Block E — cost calibration

  • In experiments/34-cost-calibration/calibrate.py, run a short fixed workload (10 requests) at three rate settings: LLM_RATE_USD_PER_HOUR=0.085, 0.17, 0.34.
  • For each, record the mean cost_per_request_usd.
  • Verify: the three means are in 1:2:4 ratio (within ~5% noise). That confirms linearity.
  • Commit a plot experiments/34-cost-calibration/linearity.png: x = rate, y = mean cost.

Constraints

  • No prompt/completion bodies stored anywhere. Verify by grep -i prompt experiments/34-load-test/ (should match only the loadtest.js fixtures, not any output).
  • Single-host load test. Don't try to distribute the load generator yet; Phase 35.
  • Don't pin VU count to be CPU-pegging. 100 VUs on Borja's 4-core box should leave the CPU at ~70-80%. If it pegs at 100% with constant queueing, lower to 50 VUs. Document.

Stop conditions

Done when:

  1. src/observability/cost.py exists, conforms to contract.
  2. Every request emits a histogram observation in cost_per_request_usd.
  3. infra/grafana/dashboards/llm.json committed, opens with all 12+ panels populated.
  4. experiments/34-load-test/ has manifest + script + results + screenshot.
  5. experiments/34-cost-calibration/ proves linearity (3 points, 1:2:4 ratio).
  6. PHASE_34_REPORT.md drafted with: peak RPS, p50/p95/p99 latency, error rate, mean cost per 1k completion tokens, p95 cost per 1k completion tokens.

Pitfalls (read before debugging)

  • Cost numbers wildly off. If your cost/1k-tokens is 100× the order-of-magnitude estimate from theory file 02 ($4.8e-4), you're double-counting somewhere or summing all batched requests' decode wall times rather than per-request effective time.

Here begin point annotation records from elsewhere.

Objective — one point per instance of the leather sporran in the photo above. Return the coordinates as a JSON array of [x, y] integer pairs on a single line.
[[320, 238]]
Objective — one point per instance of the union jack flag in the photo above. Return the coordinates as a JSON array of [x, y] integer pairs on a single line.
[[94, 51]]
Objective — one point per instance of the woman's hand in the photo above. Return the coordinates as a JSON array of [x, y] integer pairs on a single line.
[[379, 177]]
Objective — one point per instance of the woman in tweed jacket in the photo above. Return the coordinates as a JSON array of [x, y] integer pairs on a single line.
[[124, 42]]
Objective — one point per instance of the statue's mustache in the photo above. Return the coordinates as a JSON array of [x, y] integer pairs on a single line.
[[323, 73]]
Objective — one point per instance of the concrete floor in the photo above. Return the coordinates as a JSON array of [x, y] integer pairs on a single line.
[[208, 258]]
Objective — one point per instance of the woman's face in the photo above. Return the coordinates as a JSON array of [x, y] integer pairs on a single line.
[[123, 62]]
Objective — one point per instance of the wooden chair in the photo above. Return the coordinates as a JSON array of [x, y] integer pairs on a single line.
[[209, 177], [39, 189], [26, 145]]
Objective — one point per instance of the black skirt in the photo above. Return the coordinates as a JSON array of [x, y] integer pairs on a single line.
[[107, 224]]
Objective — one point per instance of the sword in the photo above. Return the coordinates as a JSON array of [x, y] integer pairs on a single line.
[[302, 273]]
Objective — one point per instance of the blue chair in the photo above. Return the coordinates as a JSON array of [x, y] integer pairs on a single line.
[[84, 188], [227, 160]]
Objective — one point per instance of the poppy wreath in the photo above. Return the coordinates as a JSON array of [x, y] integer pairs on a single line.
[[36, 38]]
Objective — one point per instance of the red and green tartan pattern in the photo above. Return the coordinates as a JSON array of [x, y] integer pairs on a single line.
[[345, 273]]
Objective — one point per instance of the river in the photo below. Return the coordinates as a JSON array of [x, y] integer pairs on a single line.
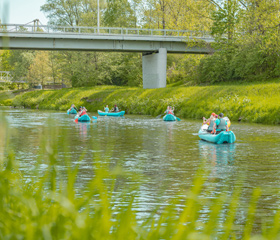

Re-read Correction 1.
  • Heatmap panel empty. Heatmap requires the _bucket time series, not the rate. Query sum by (le) (rate(cost_per_request_usd_bucket[1m])) — note the le grouping.
  • Total spend panel shows 0. increase() over a histogram's _sum is fine; over _count it gives you "requests served", not spend.
  • k6 errors out with "max VUs reached". Add options.stages and --vus-max flag.

When to consult solutions/

After all six Stop conditions pass and a PHASE_34_REPORT.md draft exists. Solution at solutions/03-cost-and-loadtest-ref.md walks through expected numbers for Borja's specific hardware.


Phase done. Write PHASE_34_REPORT.md, run /phase-report 34, then stop and await Borja's proceed.